Renfe, sfida tra Hitachi Rail e Siemens Mobility per la maxi gara da 1,8 miliardi di euro Escluse Talgo e Alstom: il bando per 30 nuovi treni ad alta velocità da 350 km/h entra nella fase decisiva con due soli concorrenti.
La corsa al più importante appalto per l'alta velocità promosso da Renfe negli ultimi anni entra nella fase decisiva. Alla chiusura dei termini per la presentazione delle offerte sono rimasti in gara soltanto Hitachi Rail e Siemens Mobility, mentre Talgo è stata esclusa per aver depositato la documentazione oltre la scadenza prevista e Alstom ha deciso di non partecipare.

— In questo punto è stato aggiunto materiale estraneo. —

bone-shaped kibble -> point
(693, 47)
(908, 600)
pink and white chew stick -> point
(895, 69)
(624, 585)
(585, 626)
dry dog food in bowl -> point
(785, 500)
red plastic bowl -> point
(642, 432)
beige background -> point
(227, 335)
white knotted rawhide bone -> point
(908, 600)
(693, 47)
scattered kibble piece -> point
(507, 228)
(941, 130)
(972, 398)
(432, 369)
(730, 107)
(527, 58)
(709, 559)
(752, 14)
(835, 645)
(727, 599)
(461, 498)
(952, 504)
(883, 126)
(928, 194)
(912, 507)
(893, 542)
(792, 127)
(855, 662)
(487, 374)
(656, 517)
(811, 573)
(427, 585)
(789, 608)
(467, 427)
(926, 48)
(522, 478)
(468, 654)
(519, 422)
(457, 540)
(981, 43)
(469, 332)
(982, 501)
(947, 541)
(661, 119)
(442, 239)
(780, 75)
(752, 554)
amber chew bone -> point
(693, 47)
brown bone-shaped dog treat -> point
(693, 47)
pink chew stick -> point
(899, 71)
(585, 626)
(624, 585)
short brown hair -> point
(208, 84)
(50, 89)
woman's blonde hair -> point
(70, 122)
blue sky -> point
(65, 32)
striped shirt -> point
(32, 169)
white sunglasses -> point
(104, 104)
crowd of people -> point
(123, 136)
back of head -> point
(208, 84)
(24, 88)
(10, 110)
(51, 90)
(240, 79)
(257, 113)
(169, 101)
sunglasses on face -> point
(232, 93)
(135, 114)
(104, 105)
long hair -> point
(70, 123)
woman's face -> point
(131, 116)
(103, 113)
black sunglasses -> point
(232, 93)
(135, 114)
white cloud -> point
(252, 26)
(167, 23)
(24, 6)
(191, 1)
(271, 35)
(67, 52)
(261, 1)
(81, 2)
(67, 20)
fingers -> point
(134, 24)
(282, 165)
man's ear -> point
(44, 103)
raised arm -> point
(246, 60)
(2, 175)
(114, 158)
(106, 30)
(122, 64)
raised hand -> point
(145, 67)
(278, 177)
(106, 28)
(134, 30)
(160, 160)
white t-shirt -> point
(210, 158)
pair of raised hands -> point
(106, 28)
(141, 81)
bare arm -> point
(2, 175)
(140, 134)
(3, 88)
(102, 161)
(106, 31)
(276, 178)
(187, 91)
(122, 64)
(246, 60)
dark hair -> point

Una commessa da quasi 1,8 miliardi di euro
Il bando prevede la fornitura iniziale di 30 treni ad alta velocità per un valore di 1,362 miliardi di euro, con la possibilità di esercitare un'opzione per ulteriori 10 convogli, portando l'investimento complessivo a 1,777 miliardi di euro. Renfe richiede materiale rotabile capace di raggiungere una velocità commerciale di 350 km/h, con la consegna delle prime unità prevista entro 40 mesi dall'assegnazione del contratto.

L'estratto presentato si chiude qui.